If you’re working in the digital space you can’t exist without IT and they need digital to actually bring their solutions to light and make them supporter-facing. I think it’s very important to be seen to be presenting as a coherent unit.

Four years ago after I’d written the original roadmap for the Trust, which didn’t set out to become a transformation roadmap, I was just briefed with ‘can you give us a vision for our online strategy and presence’. But the more I lifted stones the more I realised we needed an overarching strategy.

Screenshot from the National Trust website's 'days out' page
Image credit: The National Trust

After I’d written the digital roadmap we had a new CIO charged with doing something similar but across IT as a whole. He created a ten year roadmap and that was about our entire infrastructure from licensing approach to connectivity to tools we use as an organisation.

We wrote that piece together so that we could make sure that the digital roadmap absolutely complemented what was being talked about in it as a whole. We presented that roadmap back to the executive of the National Trust together.

 

CDN: Now that you’re almost at the end of the first five years of the roadmap, what are your goals for the next part of the roadmap up to 2025?

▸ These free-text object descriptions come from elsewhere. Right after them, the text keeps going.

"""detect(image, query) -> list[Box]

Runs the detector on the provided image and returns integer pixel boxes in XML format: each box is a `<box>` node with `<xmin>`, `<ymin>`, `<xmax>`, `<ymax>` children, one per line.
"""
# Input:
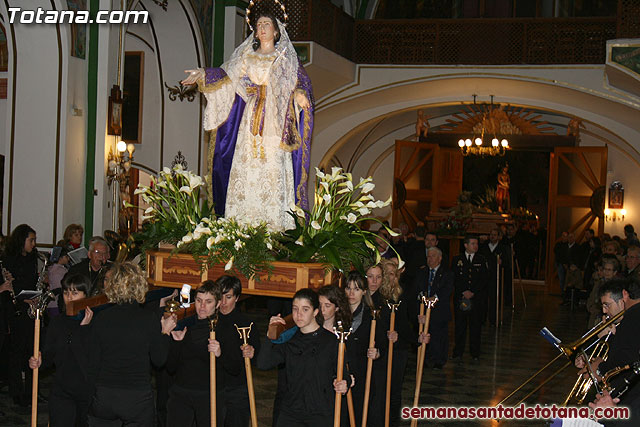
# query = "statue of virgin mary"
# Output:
<box><xmin>183</xmin><ymin>12</ymin><xmax>313</xmax><ymax>231</ymax></box>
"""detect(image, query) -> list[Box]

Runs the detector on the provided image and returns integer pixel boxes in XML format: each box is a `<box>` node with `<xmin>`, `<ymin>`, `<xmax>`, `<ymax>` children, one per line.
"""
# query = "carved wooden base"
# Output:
<box><xmin>146</xmin><ymin>250</ymin><xmax>334</xmax><ymax>298</ymax></box>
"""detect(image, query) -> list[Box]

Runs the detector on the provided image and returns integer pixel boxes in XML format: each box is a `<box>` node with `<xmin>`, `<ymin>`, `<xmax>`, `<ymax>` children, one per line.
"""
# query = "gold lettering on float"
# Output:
<box><xmin>163</xmin><ymin>266</ymin><xmax>201</xmax><ymax>276</ymax></box>
<box><xmin>257</xmin><ymin>274</ymin><xmax>296</xmax><ymax>284</ymax></box>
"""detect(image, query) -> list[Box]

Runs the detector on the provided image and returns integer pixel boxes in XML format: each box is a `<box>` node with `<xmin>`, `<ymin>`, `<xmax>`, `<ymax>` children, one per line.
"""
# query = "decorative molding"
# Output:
<box><xmin>164</xmin><ymin>81</ymin><xmax>197</xmax><ymax>102</ymax></box>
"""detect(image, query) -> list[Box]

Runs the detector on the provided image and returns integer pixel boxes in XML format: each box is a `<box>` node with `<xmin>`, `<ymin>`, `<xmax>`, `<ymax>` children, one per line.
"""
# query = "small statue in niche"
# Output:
<box><xmin>415</xmin><ymin>109</ymin><xmax>429</xmax><ymax>140</ymax></box>
<box><xmin>496</xmin><ymin>164</ymin><xmax>511</xmax><ymax>213</ymax></box>
<box><xmin>566</xmin><ymin>117</ymin><xmax>584</xmax><ymax>139</ymax></box>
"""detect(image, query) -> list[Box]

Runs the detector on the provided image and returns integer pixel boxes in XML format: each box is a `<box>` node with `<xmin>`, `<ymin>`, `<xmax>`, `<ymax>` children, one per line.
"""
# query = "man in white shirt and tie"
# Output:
<box><xmin>452</xmin><ymin>235</ymin><xmax>489</xmax><ymax>362</ymax></box>
<box><xmin>413</xmin><ymin>247</ymin><xmax>454</xmax><ymax>369</ymax></box>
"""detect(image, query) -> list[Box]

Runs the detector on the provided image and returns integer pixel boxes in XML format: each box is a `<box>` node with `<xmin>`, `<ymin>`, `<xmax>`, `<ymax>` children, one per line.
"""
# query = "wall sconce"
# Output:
<box><xmin>604</xmin><ymin>208</ymin><xmax>626</xmax><ymax>222</ymax></box>
<box><xmin>605</xmin><ymin>181</ymin><xmax>625</xmax><ymax>222</ymax></box>
<box><xmin>107</xmin><ymin>138</ymin><xmax>136</xmax><ymax>232</ymax></box>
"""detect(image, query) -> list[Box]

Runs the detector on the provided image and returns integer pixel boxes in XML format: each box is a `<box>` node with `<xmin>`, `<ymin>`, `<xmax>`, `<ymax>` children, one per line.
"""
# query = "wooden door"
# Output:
<box><xmin>392</xmin><ymin>141</ymin><xmax>462</xmax><ymax>228</ymax></box>
<box><xmin>546</xmin><ymin>146</ymin><xmax>607</xmax><ymax>293</ymax></box>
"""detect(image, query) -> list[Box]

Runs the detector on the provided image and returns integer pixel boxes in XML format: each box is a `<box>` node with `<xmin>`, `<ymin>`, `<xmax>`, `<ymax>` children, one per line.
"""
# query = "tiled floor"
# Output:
<box><xmin>1</xmin><ymin>286</ymin><xmax>589</xmax><ymax>426</ymax></box>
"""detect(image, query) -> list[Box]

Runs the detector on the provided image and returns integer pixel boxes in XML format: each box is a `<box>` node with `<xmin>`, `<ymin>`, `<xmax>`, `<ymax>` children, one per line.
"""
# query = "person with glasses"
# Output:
<box><xmin>624</xmin><ymin>245</ymin><xmax>640</xmax><ymax>282</ymax></box>
<box><xmin>63</xmin><ymin>236</ymin><xmax>111</xmax><ymax>296</ymax></box>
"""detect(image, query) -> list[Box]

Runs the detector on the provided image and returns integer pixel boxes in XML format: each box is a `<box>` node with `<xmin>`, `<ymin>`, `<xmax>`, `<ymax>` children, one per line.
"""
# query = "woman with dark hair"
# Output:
<box><xmin>317</xmin><ymin>284</ymin><xmax>352</xmax><ymax>331</ymax></box>
<box><xmin>258</xmin><ymin>288</ymin><xmax>349</xmax><ymax>426</ymax></box>
<box><xmin>181</xmin><ymin>10</ymin><xmax>313</xmax><ymax>231</ymax></box>
<box><xmin>344</xmin><ymin>271</ymin><xmax>386</xmax><ymax>427</ymax></box>
<box><xmin>2</xmin><ymin>223</ymin><xmax>39</xmax><ymax>407</ymax></box>
<box><xmin>29</xmin><ymin>274</ymin><xmax>93</xmax><ymax>426</ymax></box>
<box><xmin>87</xmin><ymin>262</ymin><xmax>176</xmax><ymax>426</ymax></box>
<box><xmin>210</xmin><ymin>275</ymin><xmax>260</xmax><ymax>427</ymax></box>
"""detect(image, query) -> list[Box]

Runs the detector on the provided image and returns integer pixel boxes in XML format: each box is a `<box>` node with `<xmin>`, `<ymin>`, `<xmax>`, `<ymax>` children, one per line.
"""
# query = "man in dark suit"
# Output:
<box><xmin>479</xmin><ymin>228</ymin><xmax>511</xmax><ymax>325</ymax></box>
<box><xmin>64</xmin><ymin>236</ymin><xmax>111</xmax><ymax>296</ymax></box>
<box><xmin>452</xmin><ymin>234</ymin><xmax>489</xmax><ymax>362</ymax></box>
<box><xmin>405</xmin><ymin>232</ymin><xmax>448</xmax><ymax>284</ymax></box>
<box><xmin>413</xmin><ymin>247</ymin><xmax>453</xmax><ymax>369</ymax></box>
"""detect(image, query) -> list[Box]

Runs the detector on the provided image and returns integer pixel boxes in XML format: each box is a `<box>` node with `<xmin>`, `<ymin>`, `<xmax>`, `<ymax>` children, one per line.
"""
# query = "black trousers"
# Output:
<box><xmin>220</xmin><ymin>385</ymin><xmax>250</xmax><ymax>427</ymax></box>
<box><xmin>8</xmin><ymin>312</ymin><xmax>34</xmax><ymax>398</ymax></box>
<box><xmin>49</xmin><ymin>384</ymin><xmax>91</xmax><ymax>427</ymax></box>
<box><xmin>276</xmin><ymin>409</ymin><xmax>332</xmax><ymax>427</ymax></box>
<box><xmin>453</xmin><ymin>302</ymin><xmax>484</xmax><ymax>358</ymax></box>
<box><xmin>425</xmin><ymin>319</ymin><xmax>449</xmax><ymax>365</ymax></box>
<box><xmin>88</xmin><ymin>386</ymin><xmax>155</xmax><ymax>427</ymax></box>
<box><xmin>166</xmin><ymin>384</ymin><xmax>211</xmax><ymax>427</ymax></box>
<box><xmin>370</xmin><ymin>348</ymin><xmax>409</xmax><ymax>427</ymax></box>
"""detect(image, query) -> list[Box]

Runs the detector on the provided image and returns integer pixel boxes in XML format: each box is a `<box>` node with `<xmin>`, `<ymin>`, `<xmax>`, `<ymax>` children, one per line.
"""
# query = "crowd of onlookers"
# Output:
<box><xmin>553</xmin><ymin>224</ymin><xmax>640</xmax><ymax>322</ymax></box>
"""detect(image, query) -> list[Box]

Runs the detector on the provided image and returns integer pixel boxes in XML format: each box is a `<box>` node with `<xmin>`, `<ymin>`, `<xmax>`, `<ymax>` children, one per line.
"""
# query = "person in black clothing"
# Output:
<box><xmin>478</xmin><ymin>228</ymin><xmax>511</xmax><ymax>325</ymax></box>
<box><xmin>576</xmin><ymin>279</ymin><xmax>640</xmax><ymax>426</ymax></box>
<box><xmin>379</xmin><ymin>258</ymin><xmax>418</xmax><ymax>427</ymax></box>
<box><xmin>87</xmin><ymin>262</ymin><xmax>177</xmax><ymax>427</ymax></box>
<box><xmin>413</xmin><ymin>247</ymin><xmax>453</xmax><ymax>369</ymax></box>
<box><xmin>29</xmin><ymin>274</ymin><xmax>94</xmax><ymax>426</ymax></box>
<box><xmin>258</xmin><ymin>288</ymin><xmax>349</xmax><ymax>427</ymax></box>
<box><xmin>64</xmin><ymin>236</ymin><xmax>110</xmax><ymax>296</ymax></box>
<box><xmin>554</xmin><ymin>231</ymin><xmax>569</xmax><ymax>296</ymax></box>
<box><xmin>452</xmin><ymin>235</ymin><xmax>489</xmax><ymax>361</ymax></box>
<box><xmin>214</xmin><ymin>275</ymin><xmax>260</xmax><ymax>427</ymax></box>
<box><xmin>2</xmin><ymin>224</ymin><xmax>39</xmax><ymax>407</ymax></box>
<box><xmin>344</xmin><ymin>271</ymin><xmax>386</xmax><ymax>427</ymax></box>
<box><xmin>166</xmin><ymin>280</ymin><xmax>222</xmax><ymax>427</ymax></box>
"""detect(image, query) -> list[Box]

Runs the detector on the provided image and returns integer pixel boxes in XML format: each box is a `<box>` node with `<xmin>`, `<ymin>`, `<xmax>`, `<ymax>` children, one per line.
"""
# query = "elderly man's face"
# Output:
<box><xmin>427</xmin><ymin>251</ymin><xmax>441</xmax><ymax>269</ymax></box>
<box><xmin>88</xmin><ymin>243</ymin><xmax>109</xmax><ymax>270</ymax></box>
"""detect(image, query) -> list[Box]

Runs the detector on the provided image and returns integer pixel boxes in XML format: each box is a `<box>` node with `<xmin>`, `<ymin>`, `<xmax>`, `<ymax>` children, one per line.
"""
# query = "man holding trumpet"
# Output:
<box><xmin>574</xmin><ymin>279</ymin><xmax>640</xmax><ymax>425</ymax></box>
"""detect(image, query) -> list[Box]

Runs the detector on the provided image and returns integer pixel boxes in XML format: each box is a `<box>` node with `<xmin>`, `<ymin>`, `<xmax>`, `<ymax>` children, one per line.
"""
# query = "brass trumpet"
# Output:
<box><xmin>497</xmin><ymin>310</ymin><xmax>625</xmax><ymax>407</ymax></box>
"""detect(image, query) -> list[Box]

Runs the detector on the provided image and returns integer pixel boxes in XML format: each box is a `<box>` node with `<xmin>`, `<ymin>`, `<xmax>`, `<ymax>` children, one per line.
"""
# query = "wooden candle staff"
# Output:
<box><xmin>411</xmin><ymin>295</ymin><xmax>438</xmax><ymax>427</ymax></box>
<box><xmin>414</xmin><ymin>300</ymin><xmax>426</xmax><ymax>390</ymax></box>
<box><xmin>235</xmin><ymin>323</ymin><xmax>258</xmax><ymax>427</ymax></box>
<box><xmin>361</xmin><ymin>308</ymin><xmax>380</xmax><ymax>427</ymax></box>
<box><xmin>385</xmin><ymin>300</ymin><xmax>401</xmax><ymax>427</ymax></box>
<box><xmin>31</xmin><ymin>307</ymin><xmax>42</xmax><ymax>427</ymax></box>
<box><xmin>209</xmin><ymin>313</ymin><xmax>219</xmax><ymax>427</ymax></box>
<box><xmin>333</xmin><ymin>320</ymin><xmax>352</xmax><ymax>427</ymax></box>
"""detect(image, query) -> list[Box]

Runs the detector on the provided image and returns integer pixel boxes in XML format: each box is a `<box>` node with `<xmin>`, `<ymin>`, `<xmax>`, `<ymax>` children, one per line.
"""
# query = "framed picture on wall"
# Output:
<box><xmin>608</xmin><ymin>181</ymin><xmax>624</xmax><ymax>209</ymax></box>
<box><xmin>108</xmin><ymin>85</ymin><xmax>123</xmax><ymax>135</ymax></box>
<box><xmin>123</xmin><ymin>51</ymin><xmax>144</xmax><ymax>144</ymax></box>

Tom Barker: The challenge for the next five years will be how we take what is already a large portfolio of websites and apps under our command and not only update those technologies, but also plan how we will engage supporters on entirely new platforms that are evolving in the next five years.

Voice activated tech such as the Alexas, Siris and Cortanas of this world already have a large user base. Visual recognition will also be huge in the next five years, because it will be built into many handsets. You’re also going to see much more in the way of AI and bots. The jury is still out on when they will really take off and hit mainstream adoption, but these things are going to change the game.

Screenshot from the Nationak Trust website's 'residential and farm letting' page
Image credit: The National Trust

As a charity with limited resources and budget you’ve got to hedge your bets about what will be important and what won’t – these are the things we’re trying to work around if we’re going to land that strategy that will take us to 2025 and beyond.